If they are in different availability zones in the same region, expect a latency on the order of 2-3ms (per information provided at the 2012 AWS re:Invent conference). That's still quite low.
Using a VPC will not affect latency. That does not give you different physical connections between instances, just virtual isolation.
Finally, consider using Amazon's RDB (Relational Database Service) instead of a dedicated EC2 instance for your MySql database. The cost is about the same, and Amazon takes care of the housekeeping.
Do I get latency while communication between my webserver and Database server( Both hosted on separate instances on Amazon )
Yes, but it's rather insignificant compared to the benefits gained by separating the roles.
If yes, what is the standard way to overcome this ? ( or Do I need to set up a Virtual Private Cloud ?)

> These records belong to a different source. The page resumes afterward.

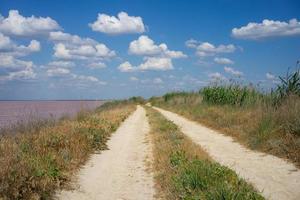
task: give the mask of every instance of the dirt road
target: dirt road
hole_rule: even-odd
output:
[[[153,199],[153,178],[145,165],[152,152],[150,144],[146,142],[148,132],[149,124],[145,110],[138,106],[108,141],[109,150],[92,155],[79,171],[76,189],[60,191],[57,198]]]
[[[217,162],[236,171],[267,199],[300,199],[300,170],[278,157],[251,151],[200,124],[175,113],[155,108]]]

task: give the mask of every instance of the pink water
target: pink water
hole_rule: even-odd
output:
[[[78,111],[92,110],[104,101],[0,101],[0,128],[31,118],[74,116]]]

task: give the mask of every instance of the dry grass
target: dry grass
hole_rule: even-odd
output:
[[[251,149],[271,153],[300,166],[300,97],[289,96],[278,107],[266,103],[212,105],[201,102],[201,95],[195,94],[188,97],[189,103],[185,103],[184,98],[176,96],[169,101],[156,98],[152,99],[152,104],[233,136]]]
[[[147,108],[154,175],[161,199],[263,199],[236,173],[215,163],[161,114]]]
[[[133,104],[82,112],[51,126],[0,137],[0,199],[48,199],[134,110]]]

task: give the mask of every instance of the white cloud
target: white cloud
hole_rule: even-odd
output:
[[[131,81],[139,81],[139,79],[138,79],[137,77],[135,77],[135,76],[131,76],[129,79],[130,79]]]
[[[300,22],[297,19],[291,19],[289,22],[265,19],[262,23],[250,22],[241,28],[234,28],[232,35],[240,39],[300,35]]]
[[[155,78],[155,79],[153,79],[153,83],[154,84],[163,84],[164,82],[160,78]]]
[[[210,74],[208,75],[208,77],[210,77],[213,81],[217,81],[217,80],[226,80],[226,77],[223,76],[222,74],[220,74],[219,72],[210,73]]]
[[[148,57],[145,62],[139,65],[139,70],[160,70],[166,71],[173,69],[172,60],[170,58]]]
[[[0,80],[2,81],[11,81],[11,80],[29,80],[34,79],[36,77],[36,73],[32,68],[27,68],[21,71],[10,72],[6,76],[0,76]]]
[[[98,14],[98,18],[89,26],[93,31],[106,34],[143,33],[145,25],[141,17],[128,16],[126,12],[120,12],[118,17],[106,14]]]
[[[105,44],[90,38],[81,38],[63,32],[51,32],[49,39],[55,43],[54,56],[60,59],[103,60],[116,55]]]
[[[17,10],[10,10],[8,17],[0,15],[0,32],[15,36],[43,35],[60,29],[50,17],[23,17]]]
[[[60,61],[52,61],[52,62],[50,62],[50,63],[48,63],[48,66],[69,68],[69,67],[74,67],[75,63],[71,62],[71,61],[61,61],[60,60]]]
[[[106,64],[103,62],[94,62],[87,65],[91,69],[102,69],[106,67]]]
[[[199,44],[199,42],[194,39],[189,39],[185,42],[185,46],[187,46],[189,48],[197,48],[198,44]]]
[[[32,61],[24,61],[24,60],[16,59],[11,55],[0,54],[0,67],[9,70],[23,70],[26,68],[33,68],[34,64]]]
[[[236,47],[233,44],[220,44],[215,46],[209,42],[198,42],[194,39],[186,41],[186,46],[196,49],[196,55],[199,57],[214,56],[221,53],[233,53]]]
[[[47,70],[47,75],[51,77],[69,75],[71,71],[66,68],[50,68]]]
[[[221,64],[221,65],[232,65],[234,64],[234,62],[232,60],[230,60],[229,58],[219,58],[216,57],[214,59],[215,63]]]
[[[0,33],[0,50],[6,50],[12,48],[13,43],[9,37]]]
[[[156,45],[152,39],[146,35],[140,36],[137,40],[130,42],[129,50],[130,54],[141,56],[155,56],[161,55],[169,58],[185,58],[187,57],[181,51],[171,51],[165,43]]]
[[[241,76],[244,75],[243,72],[240,72],[240,71],[238,71],[238,70],[235,70],[235,69],[233,69],[233,68],[231,68],[231,67],[224,67],[224,71],[225,71],[226,73],[229,73],[229,74],[234,75],[234,76],[237,76],[237,77],[241,77]]]
[[[0,53],[3,55],[5,54],[21,57],[31,54],[33,52],[38,52],[40,51],[40,49],[40,42],[36,40],[31,40],[28,46],[18,46],[8,36],[5,36],[2,33],[0,33]]]
[[[133,72],[135,71],[135,67],[133,67],[130,62],[126,61],[122,64],[119,65],[118,69],[121,71],[121,72]]]
[[[173,69],[172,60],[170,58],[161,57],[146,57],[144,62],[138,66],[131,65],[128,61],[119,65],[118,69],[121,72],[134,72],[134,71],[166,71]]]
[[[68,43],[73,45],[95,45],[98,42],[91,38],[81,38],[78,35],[71,35],[61,31],[50,32],[49,40],[55,43]]]
[[[268,80],[275,80],[276,76],[274,74],[271,74],[271,73],[266,73],[266,78]]]
[[[0,68],[6,72],[6,75],[0,76],[1,81],[28,80],[36,77],[32,61],[16,59],[11,55],[0,54]]]

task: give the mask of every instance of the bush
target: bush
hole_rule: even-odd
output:
[[[200,90],[203,101],[211,104],[229,105],[252,105],[263,95],[254,88],[229,85],[229,86],[209,86]]]

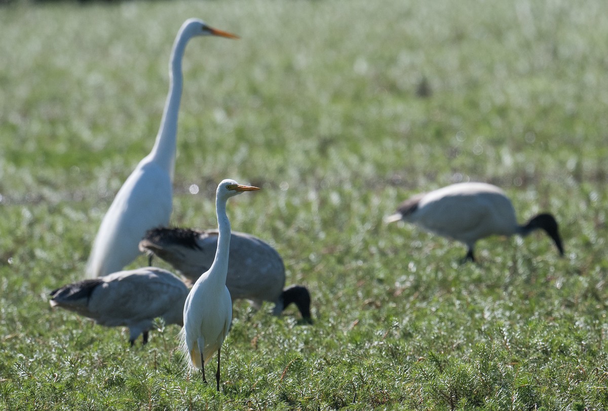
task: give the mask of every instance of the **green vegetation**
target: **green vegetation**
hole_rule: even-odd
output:
[[[219,393],[184,372],[177,327],[130,348],[48,304],[152,147],[191,16],[242,38],[188,46],[172,222],[214,226],[223,178],[262,186],[233,228],[276,246],[316,319],[237,302]],[[4,409],[608,408],[604,0],[23,2],[0,39]],[[521,221],[554,213],[567,257],[538,234],[460,265],[382,223],[461,180]]]

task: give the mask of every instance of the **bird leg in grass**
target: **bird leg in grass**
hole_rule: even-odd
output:
[[[218,372],[215,373],[215,381],[217,382],[218,391],[219,391],[219,351],[221,347],[218,348]]]
[[[202,353],[201,353],[201,363],[202,364],[201,366],[201,372],[202,373],[202,382],[207,382],[207,377],[205,376],[205,361],[203,358],[204,357],[202,356]]]
[[[461,263],[464,264],[468,261],[471,261],[472,262],[475,262],[475,257],[473,256],[473,249],[469,248],[469,251],[466,252],[466,255],[462,259]]]

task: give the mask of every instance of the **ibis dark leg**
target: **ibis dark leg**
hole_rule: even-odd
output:
[[[462,259],[462,262],[466,263],[467,261],[471,261],[475,262],[475,257],[473,256],[473,249],[469,248],[469,251],[466,252],[466,255],[465,256],[465,258]]]
[[[215,373],[215,381],[217,382],[218,391],[219,391],[219,352],[221,348],[218,348],[218,372]]]

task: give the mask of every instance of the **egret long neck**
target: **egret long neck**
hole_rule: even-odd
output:
[[[184,35],[182,32],[173,43],[173,48],[169,59],[169,92],[165,102],[165,109],[161,120],[161,127],[156,135],[156,141],[150,154],[151,160],[167,170],[173,180],[175,168],[175,150],[178,134],[178,115],[179,113],[179,102],[182,98],[183,75],[182,74],[182,58],[186,48],[186,44],[191,36]]]
[[[226,215],[226,199],[216,199],[215,209],[218,214],[218,249],[215,251],[215,258],[209,271],[215,276],[218,283],[226,285],[231,233],[230,220]]]

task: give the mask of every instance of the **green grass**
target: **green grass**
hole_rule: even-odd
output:
[[[213,226],[221,178],[260,185],[232,226],[277,248],[316,320],[236,302],[219,393],[184,372],[177,327],[129,348],[48,304],[151,148],[191,16],[241,39],[186,50],[172,223]],[[4,409],[608,408],[604,1],[23,1],[0,38]],[[460,265],[382,223],[467,180],[521,221],[554,212],[566,257],[534,234]]]

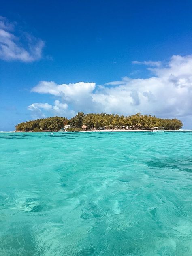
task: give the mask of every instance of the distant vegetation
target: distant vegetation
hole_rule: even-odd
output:
[[[109,126],[111,128],[122,128],[128,127],[131,129],[151,130],[154,126],[163,126],[165,130],[178,130],[183,126],[181,121],[174,119],[158,118],[155,116],[143,115],[141,113],[124,116],[114,114],[87,114],[78,112],[70,120],[58,116],[20,123],[15,126],[17,131],[57,131],[63,129],[66,124],[70,124],[79,130],[83,124],[88,129],[98,129]]]

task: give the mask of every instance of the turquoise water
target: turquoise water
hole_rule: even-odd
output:
[[[0,255],[191,256],[192,142],[0,134]]]

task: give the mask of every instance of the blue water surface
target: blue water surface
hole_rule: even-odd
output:
[[[192,255],[192,132],[0,134],[0,255]]]

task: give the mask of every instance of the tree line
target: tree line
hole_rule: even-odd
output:
[[[111,128],[128,127],[133,129],[148,130],[152,129],[155,126],[163,126],[166,130],[178,130],[183,126],[182,122],[176,118],[158,118],[155,116],[143,115],[141,113],[124,116],[105,113],[85,114],[81,112],[78,112],[70,120],[66,117],[56,116],[20,123],[15,126],[15,128],[17,131],[57,131],[64,128],[66,124],[70,124],[79,128],[85,124],[88,129],[99,129],[108,126]]]

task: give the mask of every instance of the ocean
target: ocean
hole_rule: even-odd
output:
[[[0,255],[191,256],[192,142],[0,133]]]

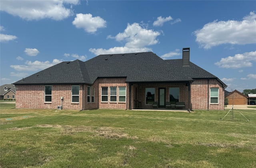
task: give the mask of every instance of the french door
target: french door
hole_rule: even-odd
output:
[[[165,107],[165,88],[159,87],[158,88],[158,107]]]

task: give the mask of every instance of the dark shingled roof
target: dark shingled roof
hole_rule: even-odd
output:
[[[163,60],[152,52],[100,55],[85,62],[63,62],[15,82],[33,84],[92,84],[98,77],[126,77],[126,82],[181,82],[218,78],[182,59]]]

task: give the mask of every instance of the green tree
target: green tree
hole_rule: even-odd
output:
[[[244,89],[242,93],[247,96],[248,96],[248,94],[249,93],[256,93],[256,88],[252,89]]]

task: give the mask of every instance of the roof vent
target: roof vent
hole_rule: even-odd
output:
[[[190,48],[182,49],[182,66],[189,66]]]

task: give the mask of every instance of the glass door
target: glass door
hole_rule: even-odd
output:
[[[158,107],[165,107],[165,88],[158,88]]]

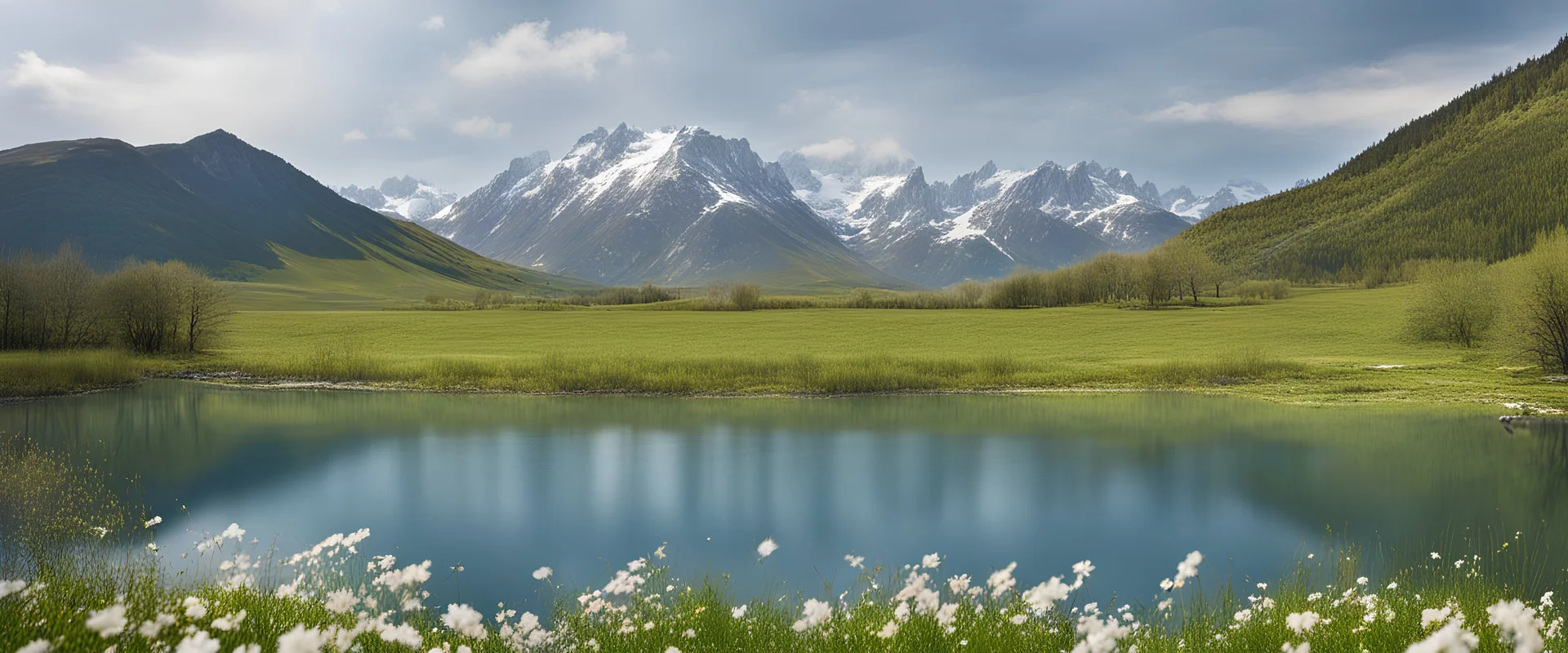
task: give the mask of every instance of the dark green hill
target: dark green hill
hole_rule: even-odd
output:
[[[1325,279],[1499,260],[1568,222],[1568,39],[1411,121],[1328,177],[1189,229],[1217,258]]]
[[[227,132],[183,144],[39,143],[0,152],[0,249],[71,241],[99,266],[179,258],[342,299],[561,294],[593,283],[499,263],[340,197]]]

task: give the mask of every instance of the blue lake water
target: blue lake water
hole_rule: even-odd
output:
[[[436,601],[547,611],[668,543],[742,597],[845,587],[844,556],[1022,584],[1090,559],[1088,593],[1148,601],[1187,553],[1206,581],[1308,553],[1563,540],[1568,435],[1475,410],[1196,395],[670,399],[245,390],[190,382],[0,407],[0,431],[136,478],[174,559],[230,521],[295,553],[434,561]],[[759,562],[756,545],[778,553]],[[136,545],[136,543],[133,543]],[[1562,547],[1559,547],[1562,548]],[[1548,553],[1559,554],[1562,551]],[[1374,556],[1374,557],[1378,557]],[[450,567],[461,562],[464,573]],[[1562,559],[1544,564],[1562,568]]]

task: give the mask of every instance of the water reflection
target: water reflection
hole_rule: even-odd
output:
[[[1559,431],[1549,431],[1559,429]],[[1024,581],[1099,567],[1148,598],[1182,554],[1272,576],[1328,528],[1424,547],[1568,523],[1568,434],[1474,412],[1303,409],[1185,395],[856,399],[254,391],[182,382],[0,407],[0,431],[108,454],[179,551],[238,521],[295,551],[368,526],[372,553],[469,568],[464,600],[601,584],[662,542],[679,573],[815,593],[845,553]],[[188,507],[188,515],[180,512]],[[191,531],[191,532],[183,532]],[[757,564],[754,547],[782,548]],[[1559,565],[1560,567],[1560,565]],[[458,598],[437,575],[437,600]]]

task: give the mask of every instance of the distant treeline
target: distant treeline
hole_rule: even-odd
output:
[[[232,313],[227,287],[180,262],[100,274],[69,244],[0,258],[0,349],[196,352]]]
[[[1237,298],[1242,302],[1284,299],[1284,280],[1250,280],[1215,263],[1190,241],[1173,241],[1146,254],[1101,254],[1088,262],[1051,271],[1018,271],[989,282],[963,282],[944,290],[892,291],[856,288],[842,296],[765,296],[756,283],[710,283],[696,293],[652,283],[605,288],[563,299],[497,298],[480,291],[472,302],[430,298],[423,310],[519,307],[560,310],[586,305],[648,304],[660,310],[776,310],[776,308],[1035,308],[1083,304],[1162,307],[1200,304],[1201,298]]]

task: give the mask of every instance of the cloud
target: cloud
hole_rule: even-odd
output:
[[[1496,72],[1493,61],[1497,56],[1475,50],[1403,55],[1374,66],[1331,70],[1289,88],[1210,102],[1176,102],[1146,119],[1229,122],[1270,130],[1391,128],[1443,106]]]
[[[850,138],[834,138],[831,141],[812,143],[800,149],[800,153],[812,158],[822,158],[828,161],[837,161],[855,153],[855,139]]]
[[[903,161],[913,158],[897,139],[881,138],[877,141],[856,141],[853,138],[834,138],[831,141],[812,143],[797,152],[823,161],[842,161],[858,158],[861,161]]]
[[[467,56],[452,66],[452,77],[470,83],[546,74],[591,80],[602,63],[630,56],[622,33],[572,30],[550,39],[549,30],[549,20],[525,22],[489,42],[474,42]]]
[[[452,133],[474,138],[506,138],[511,136],[511,122],[495,122],[489,116],[475,116],[453,122]]]
[[[17,53],[5,85],[36,94],[56,116],[85,119],[119,138],[183,141],[212,128],[276,125],[279,116],[307,113],[317,96],[290,56],[249,53],[171,55],[141,49],[130,56],[82,69]]]

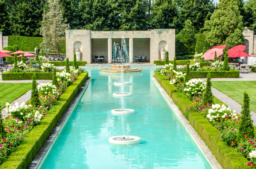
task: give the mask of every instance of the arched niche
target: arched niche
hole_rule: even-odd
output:
[[[79,49],[80,49],[80,50],[81,51],[81,55],[80,57],[80,60],[83,60],[83,45],[82,44],[82,43],[81,43],[80,41],[76,41],[74,43],[73,46],[73,53],[75,53],[75,51],[77,49],[77,48],[79,48]],[[74,56],[72,56],[73,57],[72,57],[72,58],[74,59]],[[73,60],[74,59],[72,59],[72,60]]]
[[[168,49],[168,45],[167,42],[165,40],[160,41],[158,45],[158,60],[161,60],[161,54],[160,53],[160,50],[163,47],[164,47],[165,49],[165,51],[167,51]]]
[[[249,54],[249,41],[247,39],[244,39],[244,46],[246,46],[244,49],[244,52]]]

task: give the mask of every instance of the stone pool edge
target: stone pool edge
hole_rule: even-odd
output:
[[[51,147],[53,145],[59,133],[61,131],[63,127],[70,116],[71,113],[77,104],[78,102],[77,101],[81,98],[82,95],[82,94],[87,88],[91,80],[91,77],[88,77],[84,83],[83,84],[81,88],[77,92],[71,104],[61,116],[58,123],[58,124],[55,126],[52,130],[48,137],[48,140],[44,143],[37,155],[30,163],[29,167],[28,168],[28,169],[36,169],[40,166],[44,158],[49,152]]]
[[[189,122],[183,115],[182,113],[179,109],[178,107],[172,101],[172,99],[170,97],[155,77],[152,76],[151,79],[156,85],[160,92],[172,107],[177,117],[180,119],[180,122],[185,127],[189,135],[194,140],[196,144],[204,156],[211,166],[213,168],[222,169],[222,167],[212,155],[211,150],[205,145],[205,143],[201,137],[199,137],[194,128],[189,124]]]

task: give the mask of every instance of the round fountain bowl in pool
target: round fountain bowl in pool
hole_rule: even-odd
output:
[[[111,144],[119,146],[126,146],[127,144],[139,144],[140,142],[140,138],[136,136],[128,136],[127,139],[127,136],[118,136],[111,137],[108,138],[108,142]]]
[[[130,93],[114,93],[113,95],[114,96],[128,96],[132,95]]]
[[[111,110],[111,114],[114,115],[127,115],[134,113],[134,110],[128,109],[113,109]]]
[[[114,85],[122,85],[123,83],[124,85],[126,85],[129,84],[129,82],[128,81],[125,81],[123,83],[122,81],[117,81],[116,82],[114,82]]]

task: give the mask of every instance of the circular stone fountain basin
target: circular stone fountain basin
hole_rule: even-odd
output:
[[[123,83],[122,81],[117,81],[116,82],[114,82],[114,85],[122,85],[123,83],[124,85],[126,85],[129,84],[129,82],[128,81],[125,81]]]
[[[111,114],[114,115],[127,115],[134,113],[134,110],[128,109],[113,109],[111,110]]]
[[[114,96],[128,96],[132,95],[131,93],[114,93],[113,95]]]
[[[140,138],[136,136],[128,136],[129,139],[127,139],[127,136],[118,136],[111,137],[108,138],[108,142],[112,145],[119,146],[126,146],[128,144],[139,144],[140,142]]]

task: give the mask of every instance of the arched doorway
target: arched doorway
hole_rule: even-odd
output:
[[[161,54],[160,53],[160,50],[163,47],[164,47],[166,51],[168,50],[168,46],[167,45],[167,42],[165,40],[162,40],[159,42],[158,45],[158,60],[161,60]]]
[[[74,43],[73,46],[74,50],[73,51],[73,53],[75,53],[75,51],[77,49],[77,48],[79,48],[79,49],[80,49],[80,51],[81,51],[81,55],[80,56],[80,60],[83,60],[83,45],[82,45],[82,43],[81,43],[81,42],[80,41],[76,41]],[[76,60],[78,60],[78,58],[77,58]]]
[[[245,49],[244,49],[244,52],[249,54],[249,41],[245,39],[244,39],[244,46],[246,46]]]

VPC increases security and ease of management of the resources, it does not affect performance. A latency of a millisecond or two isn't normally problematic for a SQL database. Writes are transactional so data isn't accessible to other requests until it's 100% completed and committed. I/O throughput and availability are much more of a concern, which is why separating the database and the application is important.
I'd highly recommend that you take a look at RDS, which is AWS's version of a managed MySQL, Oracle, or MS SQL Server database server. This will allow you to easily setup and manage your database, including cross-availability zone replication and automated backups. I also wrote a blog post yesterday that's fairly relevant to your question.